[Date Prev][Date Next][Thread Prev][Thread Next][Date Index][Thread Index]

Re: String comparison under Latin-1 and Unicode

>>>>> On Fri, 10 Mar 2000 14:43:05 -0500, "Sergei Egorov" <esl@xxxxxxxxxxxxxxx> said:

> I don't agree with this proposal: it seems to me that STRING<? and
> others are better left for trivial tasks like sorting strings of
> digits; they have simple definition based on CHAR<? that, in its
> turn, is based on internal encoding (ASCII or UNICODE). It is still
> very useful as ordering predicate with no language-dependent
> meaning; for example, if you want to implement string sets as sorted
> lists, it's much better to use fast ordering predicate, even if the
> induced ordering doesn't make any sense.
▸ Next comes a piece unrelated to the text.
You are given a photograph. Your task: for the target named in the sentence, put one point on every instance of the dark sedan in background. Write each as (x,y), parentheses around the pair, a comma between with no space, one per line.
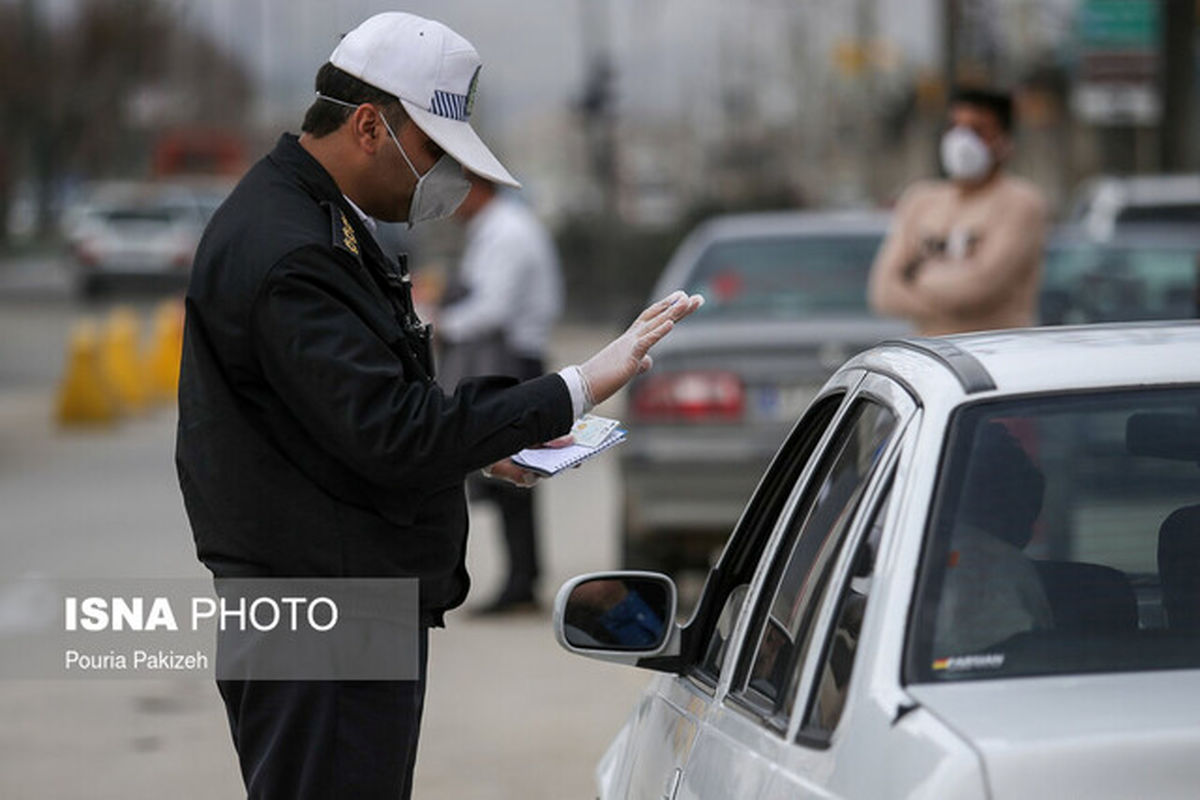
(786,304)
(1145,272)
From the other hand, some

A reasonable argument.

> I would suggest using new names for collation predicates, especially
> because collation is actually a complex process involving generation
> of "collation keys" which can be reused:

> (string->collation-key str language-specifier) => c-key
> (collation-key<? c-key1 c-key2) => bool
> (collation-key<=? c-key1 c-key2) => bool
> ...  and then you can define your own collation predicates:

I would much prefer either:
	(collation->predicate language-specifier ordering) -> pred?
	(pred? string1 string2) -> bool

where LANGUAGE-SPECIFIER is as Ben Goetter <goetter@xxxxxxxxxxxxxxxx>
suggested and ORDERING is one of the strings "<", "<=", or "="

This seems far more useful, and efficient that converting any string
you want to compare to a collation-key!